Samedi 19 mai j'ai eu la chance d'assister à une séance de la nouvelle pépite de Terry Gilliam "L'Homme qui tua Don Quichotte" en simultané avec la projection au Festival de Cannes 2018 en tant que film de clôture.
Alors autant le dire tout de suite, même si j'aime beaucoup, beaucoup Terry Gilliam et que j'adore certains de ses films, je ne peux pas me qualifier de "vraie" fan (enfin si ce terme possède un réel sens). D'ailleurs, je n'ai pas non plus beaucoup suivi toutes les histoires dingues qui ont entaché le tournage du projet original, je n'ai pas encore vu le documentaire qui relate toutes ces mésaventures. En plus de ça, je n'avais pas lu de synopsis et vu rapidement une première bande-annonce, donc je suis arrivée "vierge" dans la salle de cinema. Sincèrement, je ne savais pas du tout de quoi ce film allait parler.

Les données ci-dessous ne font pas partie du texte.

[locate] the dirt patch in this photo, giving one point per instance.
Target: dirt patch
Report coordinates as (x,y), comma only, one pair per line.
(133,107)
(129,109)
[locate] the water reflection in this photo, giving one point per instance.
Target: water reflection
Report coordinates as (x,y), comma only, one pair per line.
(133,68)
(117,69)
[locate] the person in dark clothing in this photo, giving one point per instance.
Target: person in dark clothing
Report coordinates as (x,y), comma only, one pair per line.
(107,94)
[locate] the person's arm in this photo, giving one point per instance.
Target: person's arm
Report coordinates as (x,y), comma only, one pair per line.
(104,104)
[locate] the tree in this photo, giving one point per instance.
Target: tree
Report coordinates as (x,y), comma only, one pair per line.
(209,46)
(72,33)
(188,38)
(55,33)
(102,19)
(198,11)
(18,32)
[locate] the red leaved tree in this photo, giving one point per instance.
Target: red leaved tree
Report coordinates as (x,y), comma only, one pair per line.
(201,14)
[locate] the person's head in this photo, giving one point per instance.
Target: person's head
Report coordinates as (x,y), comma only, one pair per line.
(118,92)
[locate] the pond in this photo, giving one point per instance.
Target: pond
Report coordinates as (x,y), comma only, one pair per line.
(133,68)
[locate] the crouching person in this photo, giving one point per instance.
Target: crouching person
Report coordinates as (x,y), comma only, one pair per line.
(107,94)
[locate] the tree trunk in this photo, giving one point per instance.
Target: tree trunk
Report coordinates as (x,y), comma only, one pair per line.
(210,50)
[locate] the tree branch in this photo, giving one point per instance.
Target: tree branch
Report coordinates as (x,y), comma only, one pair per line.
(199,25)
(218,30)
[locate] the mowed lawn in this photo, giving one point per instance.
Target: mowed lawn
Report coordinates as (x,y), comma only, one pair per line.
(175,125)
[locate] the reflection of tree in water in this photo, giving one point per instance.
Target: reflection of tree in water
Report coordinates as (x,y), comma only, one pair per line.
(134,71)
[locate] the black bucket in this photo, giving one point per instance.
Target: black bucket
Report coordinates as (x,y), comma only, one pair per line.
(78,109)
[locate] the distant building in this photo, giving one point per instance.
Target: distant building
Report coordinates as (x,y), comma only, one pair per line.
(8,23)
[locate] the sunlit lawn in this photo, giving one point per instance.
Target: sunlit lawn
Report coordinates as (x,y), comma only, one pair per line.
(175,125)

L'histoire se concentre sur un jeune réalisateur prometteur, Toby, qui retourne en Espagne pour un tournage bien des années après avoir terminé son film d'études, une adaptation de Don Quichotte. Alors pris d'une certaine mélancolie et pour se tirer d'une situation quelque peu foireuse, il décide de se rendre dans le village qui a abrité le tournage de son premier métrage. C'est là qu'il découvre que son acteur principal, un vieux cordonnier du nom de Javier, n'a jamais complètement décroché de son rôle de chevalier... C'est alors que le film nous plonge dans un délire vraiment déroutant, dans lequel réalité et imagination ne cessent de se croiser et se recroiser, au point que le personnage de Toby, tout comme le spectateur, ne sait plus vraiment s'il doit se fier à ce qu'il croit voir.
On reconnaît tout de suite les gimmicks de réalisation de Terry Gilliam, avec ses décors faits de bric et de broc, qui semblent tout droit sortis d'une fête foraine à l'abandon, ses tics de caméra avec de nombreux plans en grand angle, son amour pour des univers imaginaires fantasmagoriques. Alors certains diront qu'il se contente peut-être de faire ce qu'il sait faire de mieux depuis quelques années, que le film se concentre trop sur sa personne et sur son expérience en tant que réalisateur d'un projet "maudit". Mais je trouve que l'ensemble reste beau, reste touchant et émouvant, c'est drôle, c'est fou, c'est totalement déroutant.
À de nombreuses reprises, je me suis dit "merde où est-ce qu'il veut en venir, qu'est ce que je suis censée comprendre" et finalement j'ai accepté de me laisser porter par l'histoire ; tout comme le personnage de Toby, incarné par un Adam Driver qui m'a déjà convaincue depuis longtemps de son talent, j'ai accepté de suivre ce Don Quichotte (impeccable Jonathan Pryce) complètement dingue et sénile dans des aventures périlleuses et improbables et j'ai vécu un joli moment de cinéma.
Je pense que dans le cinéma, on a facilement tendance à vouloir trop intellectualiser l'expérience, alors que parfois il s'agit juste d'accepter de laisser le réalisateur nous prendre par la main et de lui faire confiance, accepter d'être perdu pour ensuite trouver la bonne voie. Accepter le fait qu'au cinéma comme dans la vie, la barrière entre le réel et l'imaginaire est souvent mince et que parfois le cinéma est là pour nous faire rêver de géants, de chevaliers et de belles princesses.
Une belle expérience de cinéma à vivre en salle (et que personnellement je vais sûrement revoir rapidement une seconde fois).